ChatGPT (we used 3.5 turbo) was also successful in identifying some interesting relation properties, such as reason on SUSPENDED or date on SIGNED relations. These are obviously very promising results. Not bad for a generic prompt!

On the other hand, it is fair to point out the limitations of the domain-agnostic approach, for example:

  • DenelAPPOINTEDMr. Saloojee” from text “As will be shown, the retention of only one of the members of the Denel board appointed in 2011, the appointment in mid-2015 of a new board, the suspension of Mr Saloojee, Mr Mhlontlo and Ms Afrika in September 2015 all formed part of the Guptas’ strategy to capture Denel.” → In reality, Denel suspended Mr. Saloojee.
  • Mr.

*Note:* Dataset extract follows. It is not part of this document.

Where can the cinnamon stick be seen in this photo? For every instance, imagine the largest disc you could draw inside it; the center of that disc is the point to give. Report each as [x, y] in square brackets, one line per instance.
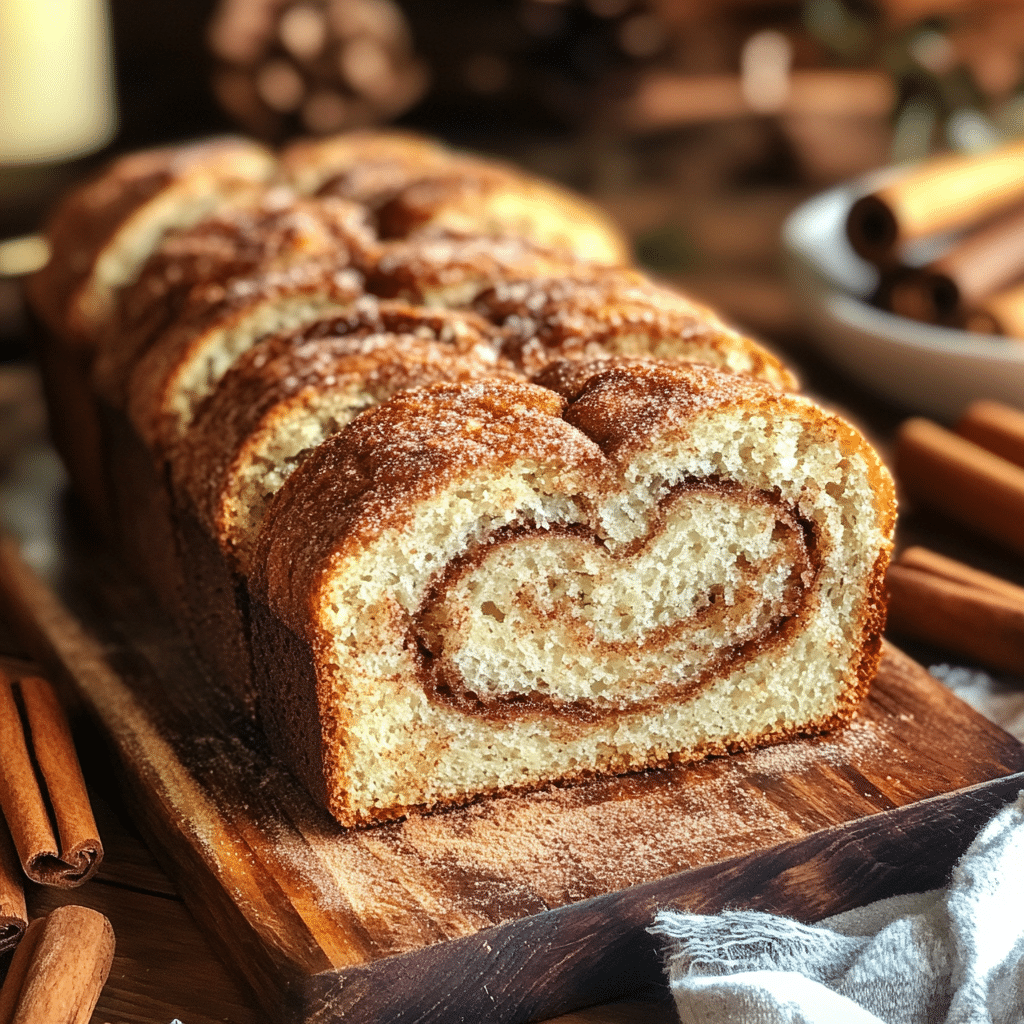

BurgerSIGNEDVR Laser” from the text “Five months after the DLS Single Source Contract with VR Laser had been signed by Mr Burger …” → depending on our preferred way of knowledge modelling, the relationships could be for e.g. “DLSCONTRACTEDVR Laser” with edge properties type (“Single Source Contract”) and signed by (“Mr. Burger”)

Finally, notice the normalisation issue: GPT produced node labels which are semantically very similar, almost identical, such as Organization and Company, and it did so even more in case of relations (664 of them from just 86 pages!), for example SUSPENDED vs SUSPENDED_EMPLOYEES vs SUSPENDED_EMPLOYEE vs NO_LONGER_AN_EMPLOYEE. It is obvious that with a generic (therefore ambiguous) prompt, the lack of clear guidelines on what entities and relations specifically are in our interest and how they are defined implies that the LLM is like a dog set loose during a walk – it will hop around from place to place, sometimes finding the right human-friendly direction, other times running through a random bush.

Knowledge Graph at few clicks

The unquestionable fact is that Large Language Models show great promise for Knowledge Graph building. On the other hand, they are not magic boxes that will solve all our problems right away. It is obvious now that the dream of producing an accurate domain-specific KG using an out-of-the-box model at the click of a button remains, for now, just that – a dream. However, we can get close enough. We will just need a few more clicks …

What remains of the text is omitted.